In last week’s analyst call, Amazon executives noted they were considering a price increase of up to 50% for their popular Amazon Prime subscription service. This paid “loyalty program” offers subscribers:
- Free two-day shipping on millions of items
- Unlimited instant streaming of 41,000 movies and TV episodes
- Over 350,000 Kindle titles to borrow for free
It’s been a hot news item in the popular press and in the retail industry, but is it a big deal?
The price elasticity of a Prime membership will be based on customers’ perceived value, of course. At $79/year this seems like a relatively simple decision for someone who buys a handful of times per year, uses Prime Instant Video and maybe borrows a few Kindle titles. The emotional arithmetic goes like this: 80 bucks divided by 12 months is just under 7 bucks per month seems like a good deal for free shipping and videos (BTW, nobody seems to talk about the Kindle book borrowing; I guess we don’t care about this one very much).

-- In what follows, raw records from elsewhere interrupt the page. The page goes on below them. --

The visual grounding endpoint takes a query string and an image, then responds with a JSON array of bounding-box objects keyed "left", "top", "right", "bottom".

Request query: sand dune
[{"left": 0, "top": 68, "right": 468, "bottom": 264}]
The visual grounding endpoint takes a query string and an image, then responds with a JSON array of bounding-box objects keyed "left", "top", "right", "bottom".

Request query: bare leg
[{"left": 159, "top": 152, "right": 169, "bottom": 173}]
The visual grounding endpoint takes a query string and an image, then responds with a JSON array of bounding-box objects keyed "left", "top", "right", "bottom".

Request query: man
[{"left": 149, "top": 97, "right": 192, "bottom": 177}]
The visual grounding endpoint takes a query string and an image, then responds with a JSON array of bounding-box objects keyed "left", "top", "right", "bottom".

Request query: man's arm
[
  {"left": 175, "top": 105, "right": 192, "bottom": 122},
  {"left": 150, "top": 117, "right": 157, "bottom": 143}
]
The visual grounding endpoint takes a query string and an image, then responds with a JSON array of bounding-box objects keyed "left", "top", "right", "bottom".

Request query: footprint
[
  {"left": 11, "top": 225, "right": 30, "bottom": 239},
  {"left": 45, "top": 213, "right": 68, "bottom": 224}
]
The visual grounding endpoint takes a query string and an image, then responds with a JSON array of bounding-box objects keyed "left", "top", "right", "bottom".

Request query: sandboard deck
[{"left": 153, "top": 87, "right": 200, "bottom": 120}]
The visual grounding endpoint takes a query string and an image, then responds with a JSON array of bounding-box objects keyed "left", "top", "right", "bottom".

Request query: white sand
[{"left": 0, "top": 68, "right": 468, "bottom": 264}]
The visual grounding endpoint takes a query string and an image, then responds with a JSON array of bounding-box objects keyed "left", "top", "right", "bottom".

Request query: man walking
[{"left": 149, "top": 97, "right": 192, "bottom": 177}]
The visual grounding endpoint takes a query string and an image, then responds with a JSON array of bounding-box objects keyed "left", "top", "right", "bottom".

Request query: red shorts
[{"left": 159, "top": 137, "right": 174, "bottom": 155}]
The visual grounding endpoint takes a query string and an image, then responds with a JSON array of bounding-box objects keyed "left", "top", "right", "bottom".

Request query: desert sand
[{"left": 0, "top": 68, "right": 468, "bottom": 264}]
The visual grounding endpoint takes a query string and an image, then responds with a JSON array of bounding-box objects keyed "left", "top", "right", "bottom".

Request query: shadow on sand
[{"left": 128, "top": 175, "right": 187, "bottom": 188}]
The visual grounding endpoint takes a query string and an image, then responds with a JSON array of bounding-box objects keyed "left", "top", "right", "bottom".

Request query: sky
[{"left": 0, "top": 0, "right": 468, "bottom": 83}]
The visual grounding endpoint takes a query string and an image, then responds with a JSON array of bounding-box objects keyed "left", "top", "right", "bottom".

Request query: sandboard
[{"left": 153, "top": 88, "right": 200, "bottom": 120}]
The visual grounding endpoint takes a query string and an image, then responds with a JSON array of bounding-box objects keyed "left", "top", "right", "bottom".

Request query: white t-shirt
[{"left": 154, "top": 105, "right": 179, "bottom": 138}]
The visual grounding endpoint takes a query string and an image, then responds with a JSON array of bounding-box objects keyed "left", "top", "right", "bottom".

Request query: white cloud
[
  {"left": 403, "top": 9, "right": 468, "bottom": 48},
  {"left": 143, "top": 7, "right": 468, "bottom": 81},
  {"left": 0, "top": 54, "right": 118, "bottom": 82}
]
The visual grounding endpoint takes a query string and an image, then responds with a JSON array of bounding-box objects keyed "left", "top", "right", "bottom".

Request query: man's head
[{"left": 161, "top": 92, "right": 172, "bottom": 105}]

At around $7/mo, that’s less expensive than Netflix, so it’s a no-brainer if you’re a light-to-moderate viewer of streaming video. I believe if the price rises to exceed the monthly Netflix charge, people will reconsider. They may not leave Amazon, but they will pause to compare whether it’s still the good deal they were getting before a price hike.
I believe Amazon could soften the impact by letting all us subscribers know how much value we’re getting from our Prime subscriptions. At least, they could personalize and let those customers who are receiving “high value” know what a deal they’re getting:
- Your subscription costs $79/year
- You’ve received $68 in free shipping + 12 months of streaming video (compare to Netflix or Hulu Plus at $96/year) + 4 Kindle books borrowed for a savings of $54 (compared to their purchase price)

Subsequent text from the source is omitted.